Test - Eagle Flight, ou comment se prendre pour un aigle en réalité virtuelle... sans motion sickness - 9
RÉALISATION
Eagle Flight fait presque un sans faute sur la réalisation. Les développeurs du jeu n'ont pas fait les mêmes erreurs que la quasi totalité des autres "gros" développeurs et ont parfaitement compris ce qu'il faut faire en VR. Ils ont fait le choix visiblement jugé "risqué" par les gros studios de proposer des graphismes très "petit jeu Unity" pour améliorer ce qu'il faut en VR : la résolution, l'effet 3D et le confort visuel. Les environnements vont vous paraître très sommaires au début, mais vous apprécierez vite la "propreté" du rendu visuel et c'est dommage d'avoir un peu terni ça en forçant le système anti motion sickness et les messages d'avertissement.
JOUABILITÉ
La jouabilité de Eagle Flight est bien conçue et plutôt bien maîtrisée. Le système de rotation fonctionne étonnamment bien et le tout répond parfaitement, ce qui fait qu'on peut vraiment se mettre à essayer de s'améliorer sans être frustré par les limitations de la VR. Il est même possible par exemple de faire un "piqué" pour gagner en vitesse et ces petites nuances font que le titre peut être réellement compétitif.
SON
Eagle Flight ne se démarque pas vraiment niveau effet 3D sonore. Il est bien présent, mais il ne fait pas plus que la plupart des titres et l'effet est peu marqué. Après, sa bande sonore très "Assassin's Creed-esque" est vraiment réussie, avec de jolies compositions agréables qui accompagnent bien votre aventure.
DURÉE DE VIE
La durée de vie de Eagle Flight est sûrement le point de faible du titre, car il est relativement cher.

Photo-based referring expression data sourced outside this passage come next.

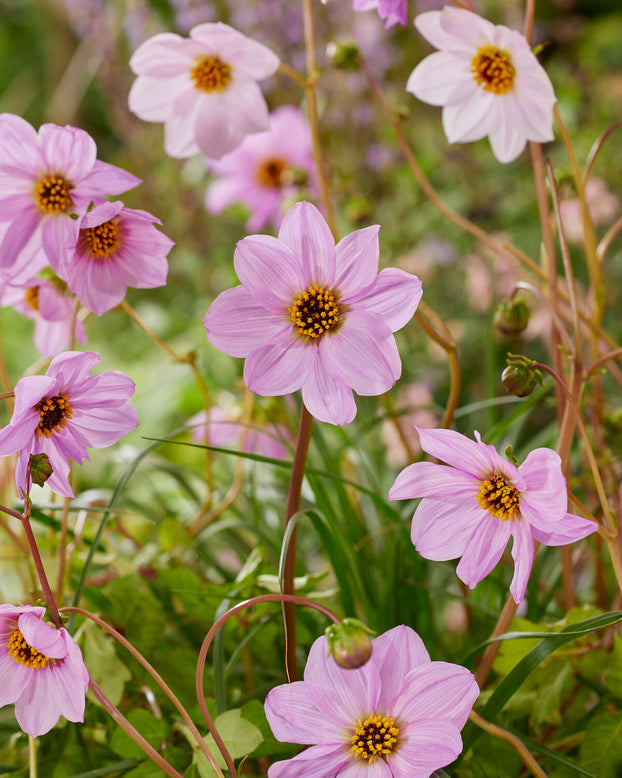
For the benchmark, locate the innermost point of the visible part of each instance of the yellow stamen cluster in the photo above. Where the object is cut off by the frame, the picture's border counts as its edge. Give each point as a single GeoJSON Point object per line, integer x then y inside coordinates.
{"type": "Point", "coordinates": [499, 498]}
{"type": "Point", "coordinates": [52, 194]}
{"type": "Point", "coordinates": [492, 69]}
{"type": "Point", "coordinates": [271, 172]}
{"type": "Point", "coordinates": [211, 74]}
{"type": "Point", "coordinates": [25, 654]}
{"type": "Point", "coordinates": [376, 736]}
{"type": "Point", "coordinates": [53, 414]}
{"type": "Point", "coordinates": [103, 240]}
{"type": "Point", "coordinates": [31, 295]}
{"type": "Point", "coordinates": [314, 312]}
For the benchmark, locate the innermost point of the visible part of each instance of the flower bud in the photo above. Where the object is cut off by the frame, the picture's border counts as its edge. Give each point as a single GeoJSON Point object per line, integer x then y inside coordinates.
{"type": "Point", "coordinates": [349, 643]}
{"type": "Point", "coordinates": [40, 468]}
{"type": "Point", "coordinates": [520, 377]}
{"type": "Point", "coordinates": [511, 316]}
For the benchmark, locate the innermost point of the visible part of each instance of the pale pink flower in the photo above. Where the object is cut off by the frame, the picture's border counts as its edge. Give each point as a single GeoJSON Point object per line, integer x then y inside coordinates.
{"type": "Point", "coordinates": [204, 88]}
{"type": "Point", "coordinates": [50, 309]}
{"type": "Point", "coordinates": [314, 316]}
{"type": "Point", "coordinates": [410, 708]}
{"type": "Point", "coordinates": [225, 428]}
{"type": "Point", "coordinates": [264, 170]}
{"type": "Point", "coordinates": [63, 412]}
{"type": "Point", "coordinates": [393, 11]}
{"type": "Point", "coordinates": [472, 508]}
{"type": "Point", "coordinates": [46, 177]}
{"type": "Point", "coordinates": [42, 670]}
{"type": "Point", "coordinates": [487, 79]}
{"type": "Point", "coordinates": [111, 248]}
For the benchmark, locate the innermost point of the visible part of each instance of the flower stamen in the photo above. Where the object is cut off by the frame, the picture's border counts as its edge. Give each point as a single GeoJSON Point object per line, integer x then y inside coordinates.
{"type": "Point", "coordinates": [103, 240]}
{"type": "Point", "coordinates": [376, 736]}
{"type": "Point", "coordinates": [53, 414]}
{"type": "Point", "coordinates": [25, 654]}
{"type": "Point", "coordinates": [499, 497]}
{"type": "Point", "coordinates": [52, 194]}
{"type": "Point", "coordinates": [314, 312]}
{"type": "Point", "coordinates": [492, 69]}
{"type": "Point", "coordinates": [211, 74]}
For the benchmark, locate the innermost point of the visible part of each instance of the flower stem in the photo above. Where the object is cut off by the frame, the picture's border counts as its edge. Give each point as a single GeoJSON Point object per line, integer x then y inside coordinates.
{"type": "Point", "coordinates": [286, 598]}
{"type": "Point", "coordinates": [293, 505]}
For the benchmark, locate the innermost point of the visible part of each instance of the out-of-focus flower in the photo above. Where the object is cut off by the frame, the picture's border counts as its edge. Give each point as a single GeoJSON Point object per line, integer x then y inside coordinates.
{"type": "Point", "coordinates": [44, 178]}
{"type": "Point", "coordinates": [265, 169]}
{"type": "Point", "coordinates": [204, 88]}
{"type": "Point", "coordinates": [472, 508]}
{"type": "Point", "coordinates": [42, 670]}
{"type": "Point", "coordinates": [314, 316]}
{"type": "Point", "coordinates": [63, 412]}
{"type": "Point", "coordinates": [487, 79]}
{"type": "Point", "coordinates": [399, 715]}
{"type": "Point", "coordinates": [225, 429]}
{"type": "Point", "coordinates": [393, 11]}
{"type": "Point", "coordinates": [602, 205]}
{"type": "Point", "coordinates": [50, 309]}
{"type": "Point", "coordinates": [111, 248]}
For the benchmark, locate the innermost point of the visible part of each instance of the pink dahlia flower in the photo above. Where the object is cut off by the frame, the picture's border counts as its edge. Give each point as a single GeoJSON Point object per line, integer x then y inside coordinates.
{"type": "Point", "coordinates": [263, 171]}
{"type": "Point", "coordinates": [50, 309]}
{"type": "Point", "coordinates": [111, 248]}
{"type": "Point", "coordinates": [204, 88]}
{"type": "Point", "coordinates": [392, 11]}
{"type": "Point", "coordinates": [487, 79]}
{"type": "Point", "coordinates": [46, 177]}
{"type": "Point", "coordinates": [399, 715]}
{"type": "Point", "coordinates": [41, 668]}
{"type": "Point", "coordinates": [63, 412]}
{"type": "Point", "coordinates": [314, 316]}
{"type": "Point", "coordinates": [472, 508]}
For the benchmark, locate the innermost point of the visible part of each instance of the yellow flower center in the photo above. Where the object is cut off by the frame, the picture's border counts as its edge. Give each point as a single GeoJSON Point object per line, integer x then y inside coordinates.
{"type": "Point", "coordinates": [314, 312]}
{"type": "Point", "coordinates": [376, 736]}
{"type": "Point", "coordinates": [31, 296]}
{"type": "Point", "coordinates": [211, 74]}
{"type": "Point", "coordinates": [492, 69]}
{"type": "Point", "coordinates": [52, 194]}
{"type": "Point", "coordinates": [53, 414]}
{"type": "Point", "coordinates": [499, 498]}
{"type": "Point", "coordinates": [25, 654]}
{"type": "Point", "coordinates": [271, 172]}
{"type": "Point", "coordinates": [103, 240]}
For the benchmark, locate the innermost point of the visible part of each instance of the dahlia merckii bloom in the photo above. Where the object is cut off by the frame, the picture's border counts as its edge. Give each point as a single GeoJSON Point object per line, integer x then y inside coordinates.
{"type": "Point", "coordinates": [204, 88]}
{"type": "Point", "coordinates": [262, 172]}
{"type": "Point", "coordinates": [392, 11]}
{"type": "Point", "coordinates": [398, 715]}
{"type": "Point", "coordinates": [472, 508]}
{"type": "Point", "coordinates": [314, 316]}
{"type": "Point", "coordinates": [46, 177]}
{"type": "Point", "coordinates": [42, 670]}
{"type": "Point", "coordinates": [63, 412]}
{"type": "Point", "coordinates": [487, 79]}
{"type": "Point", "coordinates": [111, 248]}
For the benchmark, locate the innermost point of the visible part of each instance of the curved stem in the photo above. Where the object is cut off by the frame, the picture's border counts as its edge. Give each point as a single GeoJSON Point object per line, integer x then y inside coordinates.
{"type": "Point", "coordinates": [156, 677]}
{"type": "Point", "coordinates": [131, 731]}
{"type": "Point", "coordinates": [205, 648]}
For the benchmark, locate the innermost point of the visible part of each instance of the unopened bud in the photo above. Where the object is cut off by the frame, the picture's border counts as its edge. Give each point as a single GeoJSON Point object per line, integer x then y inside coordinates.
{"type": "Point", "coordinates": [511, 316]}
{"type": "Point", "coordinates": [349, 643]}
{"type": "Point", "coordinates": [344, 54]}
{"type": "Point", "coordinates": [520, 377]}
{"type": "Point", "coordinates": [40, 468]}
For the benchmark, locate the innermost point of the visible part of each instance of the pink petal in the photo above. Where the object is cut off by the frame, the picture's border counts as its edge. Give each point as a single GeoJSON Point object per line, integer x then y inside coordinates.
{"type": "Point", "coordinates": [237, 324]}
{"type": "Point", "coordinates": [357, 256]}
{"type": "Point", "coordinates": [305, 231]}
{"type": "Point", "coordinates": [484, 549]}
{"type": "Point", "coordinates": [279, 367]}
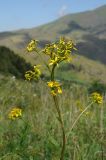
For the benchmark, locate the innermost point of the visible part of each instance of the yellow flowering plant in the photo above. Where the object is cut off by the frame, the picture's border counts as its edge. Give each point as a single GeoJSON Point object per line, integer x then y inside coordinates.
{"type": "Point", "coordinates": [56, 52]}
{"type": "Point", "coordinates": [15, 113]}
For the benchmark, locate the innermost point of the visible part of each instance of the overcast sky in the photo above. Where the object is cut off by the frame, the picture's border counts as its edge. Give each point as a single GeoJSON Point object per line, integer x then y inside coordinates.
{"type": "Point", "coordinates": [17, 14]}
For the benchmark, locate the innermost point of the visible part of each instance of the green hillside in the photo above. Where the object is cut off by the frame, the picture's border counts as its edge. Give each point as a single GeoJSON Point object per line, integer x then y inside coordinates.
{"type": "Point", "coordinates": [87, 29]}
{"type": "Point", "coordinates": [12, 64]}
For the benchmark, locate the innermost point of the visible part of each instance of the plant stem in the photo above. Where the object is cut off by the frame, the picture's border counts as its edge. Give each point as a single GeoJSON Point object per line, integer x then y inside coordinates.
{"type": "Point", "coordinates": [62, 128]}
{"type": "Point", "coordinates": [59, 118]}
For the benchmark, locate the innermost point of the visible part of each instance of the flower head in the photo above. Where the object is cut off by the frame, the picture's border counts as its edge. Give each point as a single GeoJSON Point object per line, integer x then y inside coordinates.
{"type": "Point", "coordinates": [96, 98]}
{"type": "Point", "coordinates": [15, 113]}
{"type": "Point", "coordinates": [32, 46]}
{"type": "Point", "coordinates": [33, 74]}
{"type": "Point", "coordinates": [55, 87]}
{"type": "Point", "coordinates": [59, 51]}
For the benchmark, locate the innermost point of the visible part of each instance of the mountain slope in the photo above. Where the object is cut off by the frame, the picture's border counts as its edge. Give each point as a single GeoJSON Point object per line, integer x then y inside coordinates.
{"type": "Point", "coordinates": [88, 29]}
{"type": "Point", "coordinates": [10, 63]}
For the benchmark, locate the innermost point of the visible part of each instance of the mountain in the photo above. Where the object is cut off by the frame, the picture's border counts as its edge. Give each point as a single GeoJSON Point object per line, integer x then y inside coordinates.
{"type": "Point", "coordinates": [87, 29]}
{"type": "Point", "coordinates": [12, 64]}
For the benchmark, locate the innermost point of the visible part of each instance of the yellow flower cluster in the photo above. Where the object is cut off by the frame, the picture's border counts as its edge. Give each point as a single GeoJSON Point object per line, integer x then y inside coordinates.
{"type": "Point", "coordinates": [55, 87]}
{"type": "Point", "coordinates": [33, 74]}
{"type": "Point", "coordinates": [32, 46]}
{"type": "Point", "coordinates": [15, 113]}
{"type": "Point", "coordinates": [59, 51]}
{"type": "Point", "coordinates": [96, 98]}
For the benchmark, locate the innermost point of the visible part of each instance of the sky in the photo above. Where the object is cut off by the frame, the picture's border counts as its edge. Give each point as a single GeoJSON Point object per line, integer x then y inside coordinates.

Il y a pas mal de contenu et son mode multijoueur est vraiment fun, mais actuellement, ce dernier n'est pas vraiment exploitable car j'ai du attendre plus de 20 minutes deux fois pour réussir à trouver la moindre partie. Certains resteront donc sur leur faim et risquent de trouver le contenu proposé un peu léger vu le prix du jeu.
IMMERSION
Au niveau de l'immersion, c'est un peu mi figue/mi raisin. Il était évident que l'immersion n'allait pas être aussi poussée que sur un jeu roomscale avec des mouvements parfaitement calés à la réalité, mais le choix d'avoir forcé les éléments réduisant le mal de la VR empêche d'être aussi immersif qu'il aurait pu l'être. C'est dommage, car c'est probablement un des concept de jeu "manette" à la première personne les plus immersif qu'il m'a été donné de tester, donc espérons que les développeurs régleront ça avec une mise à jour.
 
NOTE GÉNÉRALE

​Eagle Flight est un jeu très bien fini qui est bien maîtrisé. On sent que les développeurs possèdent du talent, qu'ils sont expérimentés et surtout passionnés par la réalité virtuelle, ce qui est vraiment agréable. Tout est relativement bien pensé, rien ne frustre et la formule fonctionne très bien en VR. Après, il reste un peu trop cher à son tarif actuel (40 euros) et quelques petits défauts viennent ternir le tableau. En tout cas, si vous cherchez un titre bien fini, aimez les jeux de course et n'êtes pas refroidis par le prix, alors vous ne regretterez sûrement pas votre achat.